If you want an example of a unique combination of given and family names, I would offer Fayetta Salome Flaugh as a good example.Nearly 20 years ago, I attended a meeting of the Computer Assisted Genealogy Group Greater Cleveland (CAGG for short) to learn about genealogy database programs. Several members were demonstrating features of the programs they were using for building their family trees.
One member, Dianna Jo, showed a slide involving two of her ancestors, Fayetta Salome Flaugh and her husband Andrew Betts, from Mercer County, Pennsylvania. The names really jumped out at me, because only days earlier I had seen Fayetta and Andrew on a family tree drawn by my mother.
After the meeting, I introduced myself to Dianna Jo. It turns out that we are fourth cousins, once removed. She had collected considerably more information than I had on our common ancestors and she was very generous about sharing information.
Now, back to Fayetta’s death date. In trees on Ancestry.com, several researchers, including Dianna Jo, have used 1913 as Fayetta’s death date. This makes sense because Find A Grave has a page for Fayetta with her headstone added by another cousin, Lois. The headstone says very clearly that she died in 1913.
Other researchers have stated that she died “after 1910” because Fayetta was last enumerated in the Federal Census for 1910.
I set out to find the proper year, and if possible, the month and day as well.
A couple years ago, Ancestry.com introduced a database of Pennsylvania death certificates between 1906 and 1964. I have searched this database in the past, and found dozens of death certificates for relatives from Mercer and Crawford counties in Pennsylvania. No such luck with Fayetta Betts.
A Google search revealed the website of the Pennsylvania Historical and Museum Commission, which includes indices of deaths in Pennsylvania from 1906 through 1966. I thought I would try there, thinking that Fayetta might have been overlooked somehow when the Ancestry death certificate database was compiled.
I found nothing listed in the index for 1913, so I looked through 1914, and even 1912. Again nothing.
My next move was to check historical newspapers. I have had considerable success learning about the life and times of my ancestors in Mercer County in the late 19th and early 20th centuries. I tried searching on NewspaerArchive.com (a subscription site) with the name Fayetta Salome Betts, and various combinations of her initials and given names. Nothing.
Sometimes, you have better luck if you search with fewer search terms so I tried searching for Betts in Greenville between 1912 and 1915. I struck pay dirt with this search. There she was under “Mrs. Andrew Dingman.” Here is a screen capture of the relevant search result:
When I saw “Mary of Simons” (she was my great grandmother) and “Frank on the old ts homestead” (he was a great uncle) I knew that I had found what I was looking for. Clicking on the image brought up the newspaper page with Betts highlighted in an item under the heading Death Rolls. The death notice appeared on page 3 of The Record-Argus (Greenville, Pennsylvania) for Monday, July 13, 1914. While Fayetta’s given name is not included in the article, all of her children line up perfectly, confirming that this item is about her.
This is a contemporaneous record of Fayetta’s death, hence I consider it to be reliable. I checked another paysite, Newspapers.com, and it had exactly the same item.
The headstone might have been created years after Fayetta was buried, and maybe relatives didn’t remember accurately the year she died.

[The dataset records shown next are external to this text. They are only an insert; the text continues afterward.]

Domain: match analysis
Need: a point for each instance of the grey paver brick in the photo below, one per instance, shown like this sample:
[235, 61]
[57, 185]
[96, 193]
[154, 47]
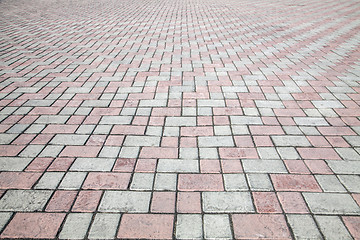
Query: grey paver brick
[76, 226]
[227, 202]
[125, 201]
[331, 203]
[104, 226]
[93, 164]
[24, 200]
[332, 227]
[304, 227]
[189, 226]
[217, 226]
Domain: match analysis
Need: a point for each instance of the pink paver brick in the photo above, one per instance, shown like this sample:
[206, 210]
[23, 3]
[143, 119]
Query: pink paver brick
[266, 130]
[146, 226]
[34, 225]
[292, 202]
[39, 164]
[61, 201]
[237, 153]
[163, 202]
[87, 201]
[196, 131]
[61, 164]
[318, 153]
[158, 152]
[352, 224]
[266, 202]
[292, 182]
[296, 166]
[231, 166]
[10, 150]
[200, 182]
[124, 165]
[244, 141]
[80, 151]
[106, 180]
[146, 165]
[318, 167]
[18, 180]
[210, 166]
[255, 226]
[188, 202]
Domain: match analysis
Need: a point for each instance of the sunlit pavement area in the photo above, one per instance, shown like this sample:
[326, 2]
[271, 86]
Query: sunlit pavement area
[180, 119]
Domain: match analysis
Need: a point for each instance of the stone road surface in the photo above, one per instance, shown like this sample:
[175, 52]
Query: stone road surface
[180, 119]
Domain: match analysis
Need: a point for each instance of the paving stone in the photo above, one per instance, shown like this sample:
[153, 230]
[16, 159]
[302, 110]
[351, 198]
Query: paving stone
[125, 201]
[331, 203]
[189, 226]
[330, 183]
[170, 165]
[24, 200]
[14, 163]
[165, 181]
[290, 141]
[332, 227]
[76, 226]
[34, 225]
[93, 164]
[69, 139]
[104, 226]
[252, 226]
[217, 226]
[216, 141]
[72, 180]
[259, 182]
[227, 202]
[146, 226]
[303, 227]
[142, 181]
[50, 180]
[344, 167]
[263, 166]
[138, 141]
[4, 218]
[235, 182]
[351, 182]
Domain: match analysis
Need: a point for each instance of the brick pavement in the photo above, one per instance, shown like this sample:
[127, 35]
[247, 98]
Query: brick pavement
[180, 119]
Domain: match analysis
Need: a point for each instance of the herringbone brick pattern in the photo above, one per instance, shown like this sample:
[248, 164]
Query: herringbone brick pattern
[180, 119]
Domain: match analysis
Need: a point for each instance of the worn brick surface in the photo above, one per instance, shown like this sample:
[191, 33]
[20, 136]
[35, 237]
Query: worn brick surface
[179, 119]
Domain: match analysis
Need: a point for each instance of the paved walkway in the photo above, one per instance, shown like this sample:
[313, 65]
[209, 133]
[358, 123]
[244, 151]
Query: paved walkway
[180, 119]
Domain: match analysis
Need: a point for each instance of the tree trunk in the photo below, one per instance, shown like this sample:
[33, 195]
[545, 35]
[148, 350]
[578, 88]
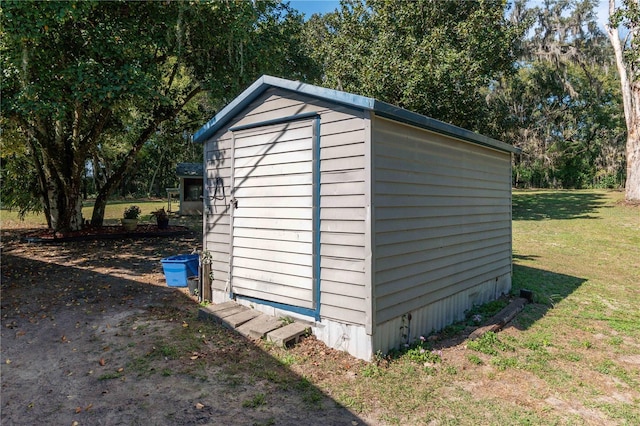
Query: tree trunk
[632, 185]
[631, 101]
[99, 207]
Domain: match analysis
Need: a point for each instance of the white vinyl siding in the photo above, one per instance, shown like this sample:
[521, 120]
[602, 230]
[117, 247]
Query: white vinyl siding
[274, 227]
[442, 217]
[342, 191]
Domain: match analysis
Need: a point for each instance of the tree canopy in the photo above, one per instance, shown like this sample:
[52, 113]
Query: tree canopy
[435, 58]
[80, 76]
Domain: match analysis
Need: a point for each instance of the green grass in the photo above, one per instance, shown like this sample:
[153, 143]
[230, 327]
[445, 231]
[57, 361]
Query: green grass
[562, 357]
[572, 357]
[112, 216]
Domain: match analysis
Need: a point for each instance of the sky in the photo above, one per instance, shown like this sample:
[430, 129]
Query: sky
[309, 7]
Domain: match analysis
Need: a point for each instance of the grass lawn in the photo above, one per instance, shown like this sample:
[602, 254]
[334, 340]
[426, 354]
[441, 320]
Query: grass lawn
[112, 216]
[572, 357]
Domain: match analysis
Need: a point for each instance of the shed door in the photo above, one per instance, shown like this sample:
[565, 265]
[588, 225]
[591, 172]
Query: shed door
[273, 219]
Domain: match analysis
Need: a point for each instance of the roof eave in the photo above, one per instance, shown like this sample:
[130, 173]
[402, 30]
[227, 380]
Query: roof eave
[361, 102]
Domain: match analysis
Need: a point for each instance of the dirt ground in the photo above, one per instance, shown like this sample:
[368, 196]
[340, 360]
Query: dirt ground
[91, 335]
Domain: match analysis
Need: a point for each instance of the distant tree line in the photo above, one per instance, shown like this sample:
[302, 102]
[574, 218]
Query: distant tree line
[99, 98]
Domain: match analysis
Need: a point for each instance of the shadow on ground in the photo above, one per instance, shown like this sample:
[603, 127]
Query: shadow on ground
[90, 334]
[548, 288]
[540, 205]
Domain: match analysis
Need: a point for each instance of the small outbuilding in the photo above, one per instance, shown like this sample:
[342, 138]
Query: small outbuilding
[373, 223]
[191, 188]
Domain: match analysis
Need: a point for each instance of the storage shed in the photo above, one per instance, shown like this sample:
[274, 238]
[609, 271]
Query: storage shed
[364, 219]
[190, 189]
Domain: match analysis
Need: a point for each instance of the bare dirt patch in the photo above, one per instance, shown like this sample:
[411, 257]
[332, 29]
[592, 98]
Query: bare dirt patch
[91, 335]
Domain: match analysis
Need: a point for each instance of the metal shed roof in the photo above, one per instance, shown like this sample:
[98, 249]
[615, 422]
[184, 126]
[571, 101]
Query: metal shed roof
[382, 109]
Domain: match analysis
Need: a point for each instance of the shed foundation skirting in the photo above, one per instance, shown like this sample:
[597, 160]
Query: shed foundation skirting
[353, 338]
[438, 315]
[350, 338]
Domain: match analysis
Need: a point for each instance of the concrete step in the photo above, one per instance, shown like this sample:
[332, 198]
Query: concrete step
[236, 320]
[258, 327]
[288, 335]
[253, 324]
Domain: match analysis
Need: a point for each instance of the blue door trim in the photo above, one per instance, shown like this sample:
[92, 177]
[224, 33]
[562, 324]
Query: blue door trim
[315, 311]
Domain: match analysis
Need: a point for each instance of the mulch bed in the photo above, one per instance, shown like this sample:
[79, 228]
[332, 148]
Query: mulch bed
[90, 233]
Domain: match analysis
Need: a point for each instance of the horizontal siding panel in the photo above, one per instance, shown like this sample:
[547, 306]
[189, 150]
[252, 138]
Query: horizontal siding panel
[270, 277]
[426, 188]
[218, 247]
[350, 213]
[274, 202]
[280, 213]
[292, 179]
[279, 223]
[288, 171]
[347, 315]
[344, 138]
[295, 298]
[342, 151]
[347, 252]
[441, 201]
[274, 234]
[394, 225]
[449, 235]
[279, 147]
[342, 164]
[398, 212]
[273, 191]
[265, 265]
[282, 246]
[396, 268]
[336, 287]
[343, 201]
[401, 303]
[348, 226]
[283, 158]
[343, 176]
[356, 265]
[467, 242]
[342, 239]
[387, 180]
[344, 188]
[264, 139]
[281, 260]
[350, 277]
[400, 279]
[439, 158]
[214, 172]
[342, 300]
[341, 126]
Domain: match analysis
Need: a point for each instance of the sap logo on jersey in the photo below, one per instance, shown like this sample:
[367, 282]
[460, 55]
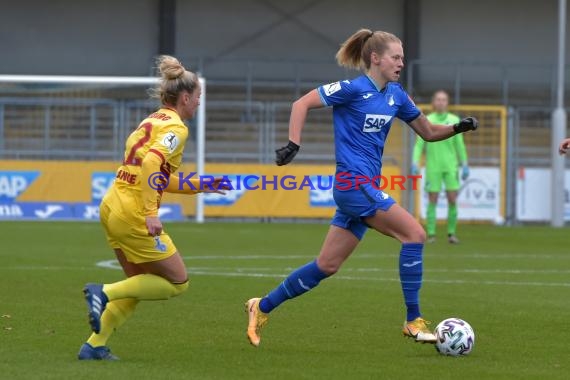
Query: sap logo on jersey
[374, 123]
[321, 195]
[100, 183]
[14, 183]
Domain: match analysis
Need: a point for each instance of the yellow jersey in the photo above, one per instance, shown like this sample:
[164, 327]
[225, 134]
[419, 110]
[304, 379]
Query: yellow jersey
[162, 133]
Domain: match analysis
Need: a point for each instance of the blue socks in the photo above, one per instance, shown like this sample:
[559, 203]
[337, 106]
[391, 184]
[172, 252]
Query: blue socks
[309, 276]
[411, 270]
[298, 282]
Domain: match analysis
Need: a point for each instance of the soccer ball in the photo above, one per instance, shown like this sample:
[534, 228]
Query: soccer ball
[455, 337]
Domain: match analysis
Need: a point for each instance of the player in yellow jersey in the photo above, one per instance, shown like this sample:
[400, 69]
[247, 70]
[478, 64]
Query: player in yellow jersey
[129, 211]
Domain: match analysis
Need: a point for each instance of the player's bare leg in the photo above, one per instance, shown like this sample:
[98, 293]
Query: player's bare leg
[398, 223]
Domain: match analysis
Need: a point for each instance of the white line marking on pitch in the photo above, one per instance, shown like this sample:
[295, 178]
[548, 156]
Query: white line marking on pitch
[113, 264]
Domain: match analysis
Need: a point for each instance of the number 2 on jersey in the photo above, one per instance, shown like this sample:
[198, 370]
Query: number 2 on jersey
[131, 159]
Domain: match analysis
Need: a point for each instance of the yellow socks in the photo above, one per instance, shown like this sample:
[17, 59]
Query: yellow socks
[147, 287]
[115, 314]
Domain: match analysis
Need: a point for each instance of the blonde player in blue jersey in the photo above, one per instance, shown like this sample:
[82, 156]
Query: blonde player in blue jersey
[129, 211]
[363, 111]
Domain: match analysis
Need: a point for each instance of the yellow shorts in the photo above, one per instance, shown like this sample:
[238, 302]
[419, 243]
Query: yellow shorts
[133, 238]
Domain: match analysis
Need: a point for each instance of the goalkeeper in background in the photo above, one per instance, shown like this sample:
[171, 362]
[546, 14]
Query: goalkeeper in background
[442, 166]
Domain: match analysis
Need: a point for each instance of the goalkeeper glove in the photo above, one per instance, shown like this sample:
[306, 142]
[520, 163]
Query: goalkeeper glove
[467, 124]
[286, 154]
[465, 172]
[414, 169]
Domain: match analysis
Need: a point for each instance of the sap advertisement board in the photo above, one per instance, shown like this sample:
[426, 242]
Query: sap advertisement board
[533, 189]
[65, 190]
[479, 197]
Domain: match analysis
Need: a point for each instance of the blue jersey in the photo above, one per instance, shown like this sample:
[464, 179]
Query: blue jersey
[363, 115]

Someday, I would like to visit the cemetery office and see if there is a burial record on file that has Fayetta’s death date. If so, I’m betting it will match the newspaper account, and the relative arranging for her headstone didn’t check with the office for a death date.
I am planning to circulate this post to cousins and see what they might report back about this little mystery.
Incidentally, I used a perpetual calendar website to check the days and dates in the newspaper (see above) and they squared up perfectly.